Fisheries officer wants nation to adopt aquaculture in a big way

Speaking with MiyVue.com, Sam Heyliger a fisheries veteran at the Department of Marine Resources said the world is trending towards aquaculture as a more productive means of providing protein rich food for consumers.

In fact, the Food and Agriculture Organization (FAO) describes aquaculture as “probably the fastest growing food-producing sector, which now accounts for nearly 50 percent of the world’s food fish.” By the year 2020, the FAO predicts that over 75 percent of the world’s fishery will be done by aquaculture.

Heyliger told MiyVue.com that currently fishers are landing between 300 tons to 500 tons of fish annually from capture fishery representing a highly fluctuating situation. He said the highest capture could be doubled on a sustained basis, if land is available to develop the sector.

He said, “The technology is there. Our major challenge is that those who are charged with the distribution of land, when they did the plan, were suggesting we use the salt ponds for aquaculture, and we said to them that doesn’t work.”

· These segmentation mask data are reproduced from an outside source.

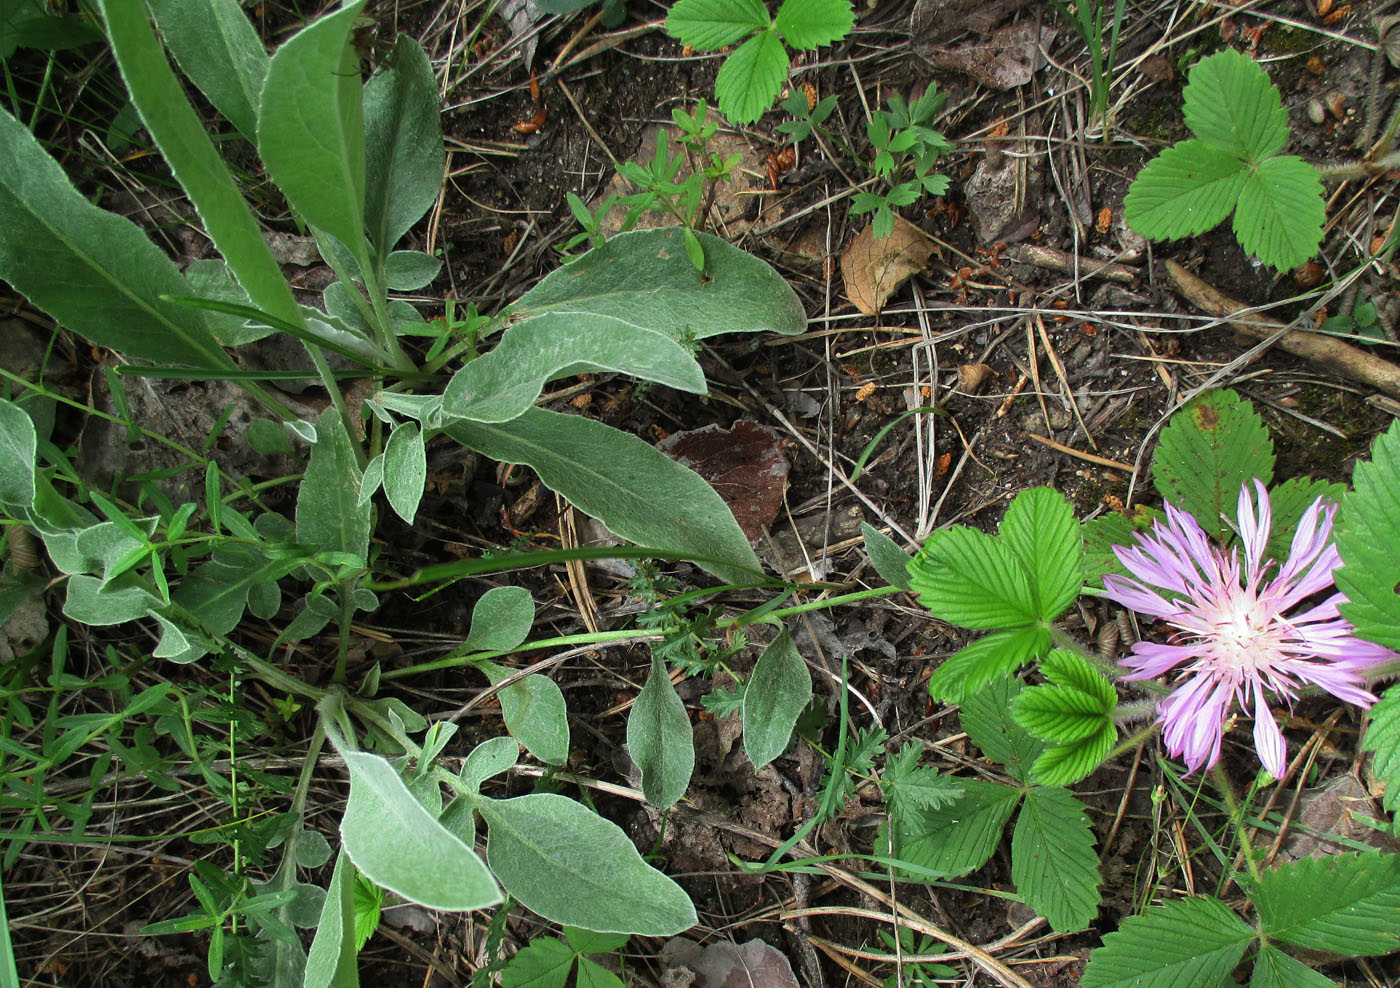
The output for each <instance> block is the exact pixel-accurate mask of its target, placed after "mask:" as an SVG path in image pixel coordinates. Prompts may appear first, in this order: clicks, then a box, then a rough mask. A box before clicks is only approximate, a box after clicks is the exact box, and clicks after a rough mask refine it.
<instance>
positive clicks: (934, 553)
mask: <svg viewBox="0 0 1400 988" xmlns="http://www.w3.org/2000/svg"><path fill="white" fill-rule="evenodd" d="M909 582H910V585H911V586H913V589H914V593H917V595H918V603H921V605H923V606H924V607H927V609H928V610H930V612H932V614H934V617H938V619H941V620H944V621H948V623H949V624H958V626H962V627H965V628H973V630H990V628H1014V627H1018V626H1022V624H1033V623H1035V621H1036V619H1037V617H1039V614H1037V613H1036V612H1037V609H1036V600H1035V595H1032V592H1030V577H1029V575H1028V574H1026V568H1025V567H1023V565H1022V564H1021V560H1019V558H1018V557H1016V554H1015V551H1014V550H1012V549H1011V546H1008V544H1007V543H1005V542H1001V540H998V539H995V537H993V536H990V535H986V533H983V532H977V530H976V529H970V528H967V526H965V525H955V526H952V528H948V529H942V530H941V532H934V533H932V535H931V536H928V542H925V543H924V547H923V550H921V551H920V553H918V556H916V557H914V561H913V563H910V564H909Z"/></svg>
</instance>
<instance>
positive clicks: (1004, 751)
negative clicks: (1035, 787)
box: [960, 676, 1044, 782]
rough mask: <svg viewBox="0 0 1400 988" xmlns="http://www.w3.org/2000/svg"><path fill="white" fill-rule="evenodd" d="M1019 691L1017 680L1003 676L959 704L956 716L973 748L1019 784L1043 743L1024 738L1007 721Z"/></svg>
mask: <svg viewBox="0 0 1400 988" xmlns="http://www.w3.org/2000/svg"><path fill="white" fill-rule="evenodd" d="M1023 689H1025V683H1022V682H1021V680H1019V679H1015V677H1014V676H1004V677H1002V679H998V680H995V682H994V683H990V684H988V686H986V687H983V689H981V690H979V691H977V693H976V694H973V696H970V697H967V698H966V700H963V704H962V714H960V718H962V725H963V731H966V732H967V736H969V738H970V739H972V742H973V744H976V746H977V747H980V749H981V753H983V754H986V756H987V757H988V758H991V760H993V761H1000V763H1001V764H1004V765H1005V767H1007V772H1008V774H1009V775H1011V777H1012V778H1016V779H1021V781H1022V782H1025V781H1026V779H1028V778H1029V777H1030V763H1033V761H1035V760H1036V756H1039V754H1040V751H1043V750H1044V743H1042V742H1039V740H1036V739H1035V738H1032V736H1030V735H1028V733H1026V732H1025V731H1023V729H1022V728H1021V725H1019V724H1016V722H1015V721H1014V719H1012V717H1011V707H1012V704H1014V703H1015V700H1016V696H1018V694H1019V693H1021V691H1022V690H1023Z"/></svg>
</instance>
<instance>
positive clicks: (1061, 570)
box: [998, 487, 1084, 621]
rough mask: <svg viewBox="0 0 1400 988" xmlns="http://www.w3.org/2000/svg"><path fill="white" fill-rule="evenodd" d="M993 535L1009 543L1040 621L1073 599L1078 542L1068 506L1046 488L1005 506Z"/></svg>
mask: <svg viewBox="0 0 1400 988" xmlns="http://www.w3.org/2000/svg"><path fill="white" fill-rule="evenodd" d="M998 537H1000V539H1001V540H1002V542H1005V543H1007V544H1008V546H1011V549H1012V551H1015V554H1016V557H1018V558H1019V560H1021V564H1022V565H1023V567H1025V570H1026V574H1028V575H1029V577H1030V592H1032V595H1033V598H1035V602H1036V613H1037V614H1039V616H1040V617H1042V619H1043V620H1046V621H1053V620H1054V619H1057V617H1060V614H1061V612H1064V609H1065V607H1068V606H1070V605H1071V603H1074V599H1075V598H1077V596H1079V591H1081V589H1084V585H1082V584H1081V582H1079V570H1081V554H1082V551H1084V544H1082V542H1081V539H1079V526H1078V523H1077V522H1075V518H1074V508H1072V507H1071V505H1070V502H1068V501H1067V500H1065V497H1064V495H1063V494H1060V493H1058V491H1054V490H1051V488H1049V487H1035V488H1032V490H1028V491H1022V493H1021V494H1018V495H1016V497H1015V500H1014V501H1012V502H1011V507H1009V508H1007V516H1005V518H1004V519H1002V522H1001V529H1000V532H998Z"/></svg>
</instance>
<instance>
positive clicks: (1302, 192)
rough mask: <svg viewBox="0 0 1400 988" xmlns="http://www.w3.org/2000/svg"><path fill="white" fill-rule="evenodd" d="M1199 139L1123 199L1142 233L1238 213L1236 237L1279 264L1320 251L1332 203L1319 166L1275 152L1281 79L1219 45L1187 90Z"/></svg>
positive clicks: (1183, 142) (1284, 131)
mask: <svg viewBox="0 0 1400 988" xmlns="http://www.w3.org/2000/svg"><path fill="white" fill-rule="evenodd" d="M1183 99H1184V102H1183V108H1182V111H1183V113H1184V116H1186V126H1187V127H1190V129H1191V133H1193V134H1194V137H1191V139H1190V140H1184V141H1180V143H1179V144H1175V146H1172V147H1169V148H1166V150H1165V151H1162V154H1159V155H1158V157H1156V158H1154V160H1152V161H1151V162H1148V165H1147V168H1144V169H1142V172H1141V174H1140V175H1138V176H1137V179H1135V181H1134V182H1133V186H1131V188H1130V189H1128V195H1127V199H1126V200H1124V203H1123V217H1124V220H1127V224H1128V225H1130V227H1131V228H1133V230H1135V231H1137V232H1138V234H1141V235H1144V237H1151V238H1154V239H1176V238H1179V237H1196V235H1197V234H1203V232H1205V231H1207V230H1210V228H1212V227H1215V225H1218V224H1219V223H1222V221H1224V220H1225V217H1228V216H1229V214H1231V211H1233V213H1235V238H1236V239H1238V241H1239V244H1240V246H1242V248H1245V250H1246V252H1249V253H1250V255H1253V256H1254V257H1259V259H1260V260H1263V262H1264V263H1266V264H1271V266H1273V267H1277V269H1280V270H1287V269H1291V267H1296V266H1298V264H1301V263H1303V262H1305V260H1308V259H1309V257H1312V256H1313V255H1315V253H1316V252H1317V245H1319V244H1322V224H1323V220H1324V218H1326V204H1324V202H1323V195H1322V182H1320V181H1319V178H1317V172H1316V169H1315V168H1313V167H1312V165H1309V164H1308V162H1305V161H1303V160H1302V158H1298V157H1295V155H1281V154H1278V153H1280V151H1281V150H1282V147H1284V144H1285V143H1287V141H1288V112H1287V111H1285V109H1284V105H1282V99H1281V98H1280V95H1278V90H1277V87H1274V85H1273V84H1271V83H1270V81H1268V76H1267V74H1266V73H1264V70H1263V69H1260V67H1259V64H1257V63H1256V62H1254V60H1253V59H1250V57H1249V56H1246V55H1240V53H1239V52H1235V50H1225V52H1218V53H1217V55H1212V56H1210V57H1207V59H1203V60H1201V62H1200V63H1197V66H1196V67H1194V69H1193V70H1191V78H1190V83H1189V84H1187V87H1186V92H1184V94H1183Z"/></svg>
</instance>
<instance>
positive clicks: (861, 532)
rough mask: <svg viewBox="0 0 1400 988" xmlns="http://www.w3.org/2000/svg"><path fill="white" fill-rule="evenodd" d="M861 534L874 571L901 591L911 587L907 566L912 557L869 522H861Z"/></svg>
mask: <svg viewBox="0 0 1400 988" xmlns="http://www.w3.org/2000/svg"><path fill="white" fill-rule="evenodd" d="M861 535H862V536H864V537H865V551H867V553H869V557H871V565H874V567H875V572H878V574H879V575H881V578H882V579H883V581H885V582H886V584H889V585H890V586H897V588H899V589H902V591H909V589H911V588H910V584H909V572H907V567H909V563H910V560H911V558H914V557H913V556H910V554H909V553H906V551H904V550H903V549H900V547H899V546H897V544H896V543H895V540H893V539H890V537H889V536H888V535H885V533H883V532H881V530H879V529H878V528H875V526H874V525H871V523H869V522H861Z"/></svg>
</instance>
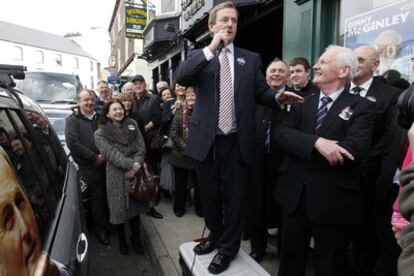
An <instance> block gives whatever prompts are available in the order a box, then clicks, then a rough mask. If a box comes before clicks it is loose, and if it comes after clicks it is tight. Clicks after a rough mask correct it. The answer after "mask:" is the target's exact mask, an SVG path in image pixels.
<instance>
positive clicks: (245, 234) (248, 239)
mask: <svg viewBox="0 0 414 276" xmlns="http://www.w3.org/2000/svg"><path fill="white" fill-rule="evenodd" d="M242 240H243V241H247V240H250V235H249V233H248V232H247V231H243V233H242Z"/></svg>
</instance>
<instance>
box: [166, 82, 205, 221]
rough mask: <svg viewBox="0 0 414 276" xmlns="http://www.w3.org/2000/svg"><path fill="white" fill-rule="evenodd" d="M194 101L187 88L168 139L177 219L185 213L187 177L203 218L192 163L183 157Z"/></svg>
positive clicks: (186, 156) (194, 202)
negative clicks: (181, 104) (169, 146)
mask: <svg viewBox="0 0 414 276" xmlns="http://www.w3.org/2000/svg"><path fill="white" fill-rule="evenodd" d="M195 101H196V94H195V91H194V88H193V87H187V89H186V91H185V100H184V102H183V104H182V106H181V107H180V109H177V111H176V113H175V116H174V119H173V122H172V125H171V129H170V137H171V140H172V141H173V148H172V151H171V157H170V163H171V164H172V165H173V166H174V175H175V193H174V213H175V215H176V216H177V217H182V216H183V215H184V213H185V201H186V195H187V180H188V175H189V174H190V176H191V177H192V181H193V184H194V206H195V212H196V214H197V215H198V216H200V217H201V216H203V212H202V208H201V202H200V199H199V192H198V183H197V176H196V172H195V169H194V161H193V160H192V159H191V158H190V157H188V156H186V155H185V147H186V144H187V139H188V133H189V127H190V118H191V114H192V113H193V108H194V105H195Z"/></svg>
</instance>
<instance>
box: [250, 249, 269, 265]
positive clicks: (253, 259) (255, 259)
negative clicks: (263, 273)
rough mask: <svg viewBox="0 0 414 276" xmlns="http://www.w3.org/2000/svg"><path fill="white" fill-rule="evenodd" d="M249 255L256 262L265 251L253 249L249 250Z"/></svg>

According to Heyliger, since the early 1990s, the Le Vallee area was identified as a suitable area for aquaculture development. “All the experts who came suggested that area as well, because the aquaculture can be done in the sea and on land in that area of the island,” he said.

Heyliger informed MiyVue.com that an aquaculture development strategy already exists and is ready to be implemented. “All we need to do now is to really put it in place, but it cannot happen without the land,” Heyliger pointed out, as he indicated that 100 acres of land can get a new industry started in the federation.

“With a hundred acres of land, we can produce more fish on that land than we can capture from the wild harvest,” he said, adding, “We’ve done the figures.”

He explained, also, that aquaculture provides the potential for new businesses and new areas of expertise to develop, in what he said is a very wide field that would include managers, lab technicians, accountants, electricians, plumbers and other skilled persons. “It could be a source for new careers for young people,” Heyliger said.

He goes further to indicate that aquaculture could be another tourism attraction in similar fashion to the Eco-Park, just outside Sandy Point.

“It will be good for us to do that sought of thing. At the end, it is about food security we’re talking about. These are the things we are saying aquaculture can do for the country,” Heyliger stated.